Malaysia's Ryt Bank Processes 80,000 Monthly Transactions Through Chat
Ryt Bank in Malaysia has replaced its mobile app's traditional menu structure with a conversational AI system that executes banking transactions directly. The system processes roughly 80,000 transactions per month across more than 50,000 users.
The bank deployed the regulator-approved assistant last summer. Customers now transfer funds, pay bills and check balances by typing natural-language requests instead of navigating multiple screens.
How the System Works
The AI interprets each request, prepares the transaction and displays it for customer approval before executing it. This confirmation step serves as a safeguard against unintended actions and helps the bank meet regulatory requirements.
The workflow operates in sequence: the system screens incoming messages for suspicious content, determines the user's intent, prepares the transaction details and waits for approval. Only then does it send instructions to the bank's payment infrastructure.

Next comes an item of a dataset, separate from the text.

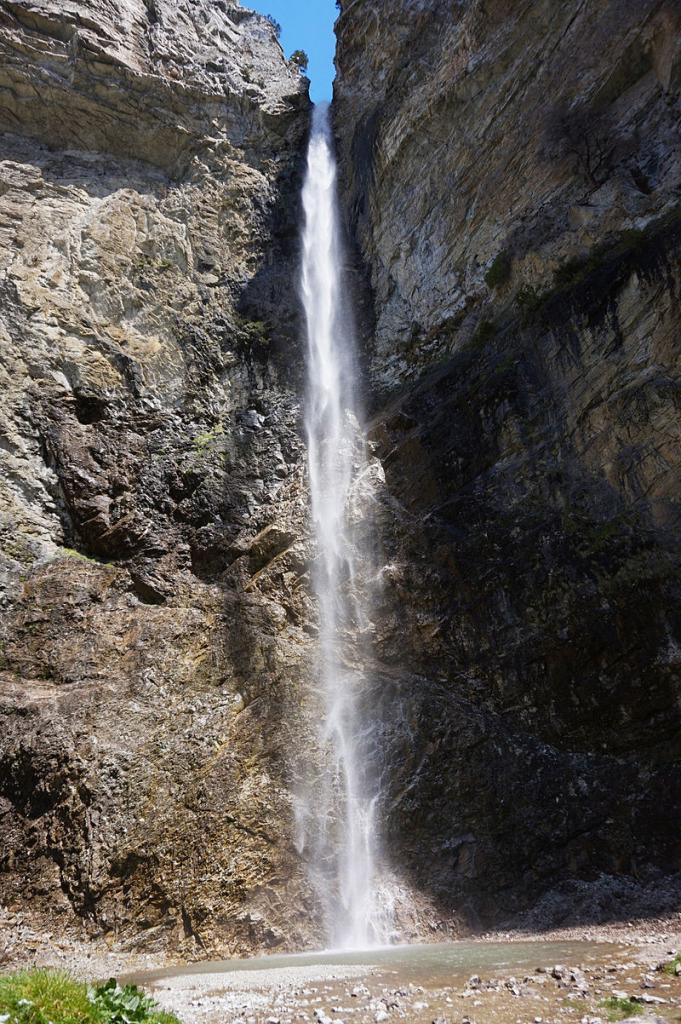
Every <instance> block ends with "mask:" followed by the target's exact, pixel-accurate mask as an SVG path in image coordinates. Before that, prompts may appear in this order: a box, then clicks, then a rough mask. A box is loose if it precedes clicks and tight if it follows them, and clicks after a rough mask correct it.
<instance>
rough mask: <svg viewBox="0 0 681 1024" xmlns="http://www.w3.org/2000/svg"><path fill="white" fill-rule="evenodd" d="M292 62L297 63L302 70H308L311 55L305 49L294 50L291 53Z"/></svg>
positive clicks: (301, 70)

Ryt Bank built the system internally rather than adapting a commercial AI model. The bank developed its own large language model called ILMU through YTL AI Labs.
Language was a practical driver. Conversations in Malaysia often blend English, Malay and Chinese in single sentences, which commercial models struggle to handle without performance loss. A custom model trained on Malaysian conversational patterns solved this problem.
Regulatory control was equally important. Building the system in-house allowed the bank to maintain transparency over training data, updates and model behavior - something regulators demand for financial systems.
Testing showed the model recorded hallucination rates below 1.5 percent overall and less than 0.5 percent in high-risk financial workflows, according to the research paper describing the system.
Why Other Banks Haven't Followed
Banks of America and Capital One operate AI assistants, but these tools provide information or customer support rather than executing transactions directly. The difference matters for regulation and risk.
Large financial institutions operate across multiple jurisdictions, each with its own regulatory requirements for automated systems. Adding conversational AI that initiates payments would require additional approvals and risk frameworks that many banks consider too complex to justify.
Security presents another obstacle. Traditional banking apps use fixed menus and structured workflows. Chat interfaces accept open-ended language, creating new attack surfaces. Researchers have documented risks including prompt injection attacks, where malicious inputs attempt to manipulate how AI interprets instructions, and voice impersonation.
Operational risk remains the primary constraint. A PYMNTS survey found that 52% of CFOs would accept AI suggestions on liquidity and payment timing, but only 23% would allow it to coordinate finance workflows. The gap reflects how much skepticism persists about giving AI control over money movement.
Ryt Bank mitigates some risks through transaction confirmation and request screening, but broader questions persist: how do financial institutions verify not only who a customer is but also whether their conversational request reflects their actual intent?
The infrastructure supporting Ryt AI runs on Alibaba Cloud. The bank built its core platform in approximately six months. Customers who use the chat features tend to remain more active than those relying solely on traditional digital channels, according to the bank.